L’articolo sopra citato affronta in modo brillante la questione della cosiddetta flotta ombra russa, smascherando l’intera faccenda come una farsa da più punti di vista. Innanzitutto, l’autore spiega che l’acquisto o la vendita di petrolio russo non è affatto vietato, ma che esiste semplicemente un tetto massimo di prezzo fissato a 60 dollari al barile.
Ma soprattutto, ribadisce il punto fondamentale:
Per quanto riguarda la cosiddetta “flotta ombra”, questo termine dal suono minaccioso indica in realtà petroliere battenti bandiera di giurisdizioni con normative poco rigorose e non assicurate a Londra, ma coperte da polizze sottoscritte da assicuratori russi, indiani o cinesi.
L’autore conclude giustamente:
Le incursioni dei commando sono ottime per la TV. Ma sono solo un diversivo dal vero problema, ovvero che i consumatori europei di energia rimangono tra i maggiori finanziatori della macchina da guerra di Putin.
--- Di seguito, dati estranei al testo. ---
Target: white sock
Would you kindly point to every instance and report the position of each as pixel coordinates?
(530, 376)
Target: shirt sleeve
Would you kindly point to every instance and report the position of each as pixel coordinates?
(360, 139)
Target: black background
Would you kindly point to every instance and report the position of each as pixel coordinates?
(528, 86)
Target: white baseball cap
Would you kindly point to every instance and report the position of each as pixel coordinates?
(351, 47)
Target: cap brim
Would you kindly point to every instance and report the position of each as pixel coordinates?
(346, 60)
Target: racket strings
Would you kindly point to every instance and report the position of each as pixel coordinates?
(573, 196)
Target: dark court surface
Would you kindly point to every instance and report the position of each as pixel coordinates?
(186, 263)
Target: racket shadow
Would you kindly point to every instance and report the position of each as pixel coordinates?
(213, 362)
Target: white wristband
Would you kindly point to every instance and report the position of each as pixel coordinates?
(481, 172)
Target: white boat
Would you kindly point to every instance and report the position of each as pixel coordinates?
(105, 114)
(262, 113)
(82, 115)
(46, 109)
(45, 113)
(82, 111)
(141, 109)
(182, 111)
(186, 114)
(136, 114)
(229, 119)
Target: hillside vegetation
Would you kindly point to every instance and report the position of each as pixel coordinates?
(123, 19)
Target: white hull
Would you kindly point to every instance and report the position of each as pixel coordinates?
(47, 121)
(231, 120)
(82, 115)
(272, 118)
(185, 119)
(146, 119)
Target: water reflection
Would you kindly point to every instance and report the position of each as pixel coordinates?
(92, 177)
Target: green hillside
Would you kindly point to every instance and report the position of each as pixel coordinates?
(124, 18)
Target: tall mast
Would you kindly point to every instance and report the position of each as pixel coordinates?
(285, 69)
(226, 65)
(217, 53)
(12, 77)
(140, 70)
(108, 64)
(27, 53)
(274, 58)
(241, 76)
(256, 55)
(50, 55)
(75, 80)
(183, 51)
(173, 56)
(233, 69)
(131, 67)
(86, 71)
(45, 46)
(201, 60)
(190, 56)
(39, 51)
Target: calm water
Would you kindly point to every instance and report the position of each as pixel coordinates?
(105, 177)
Qualcuno spieghi tutto questo a Ursula:
—
Come sempre, questa spirale di escalation non esisterebbe se non fosse per il continuo successo della Russia sul campo di battaglia. Oggi ci sono stati nuovamente importanti sviluppi in questo senso, che sicuramente alimenteranno ulteriormente la propaganda e le operazioni psicologiche nei prossimi giorni.
La seconda notizia più importante della giornata è stata che le forze russe sono state localizzate mentre entravano nella zona sud-orientale di Rodynske, sulla linea di Pokrovsk:
Gli analisti ritengono che lo slancio attuale potrebbe presto portare alla conquista dell’insediamento, il che significherebbe la fine definitiva dell’agglomerato di Pokrovsk-Mirnograd, poiché comporterebbe il completo isolamento logistico, come illustrato di seguito:
Il famoso analista ucraino Myroshnykov spiega in modo urgente il significato di tutto questo:
Direzione Pokrovsk:
La situazione qui si è notevolmente aggravata negli ultimi giorni! Nell’insediamento di Hryshyne, il nemico sta lavorando molto intensamente, una serie di bombardamenti FAB è già diventata un evento comune.
Sì, il nemico sta deliberatamente distruggendo le nostre posizioni, impedendoci di portare rinforzi o ripristinare la logistica. In realtà, si tratta di un tentativo di isolare Pokrovsk, Myrnohrad e Rodynske, per tagliare i collegamenti tra loro e intrappolare le nostre unità in una sacca.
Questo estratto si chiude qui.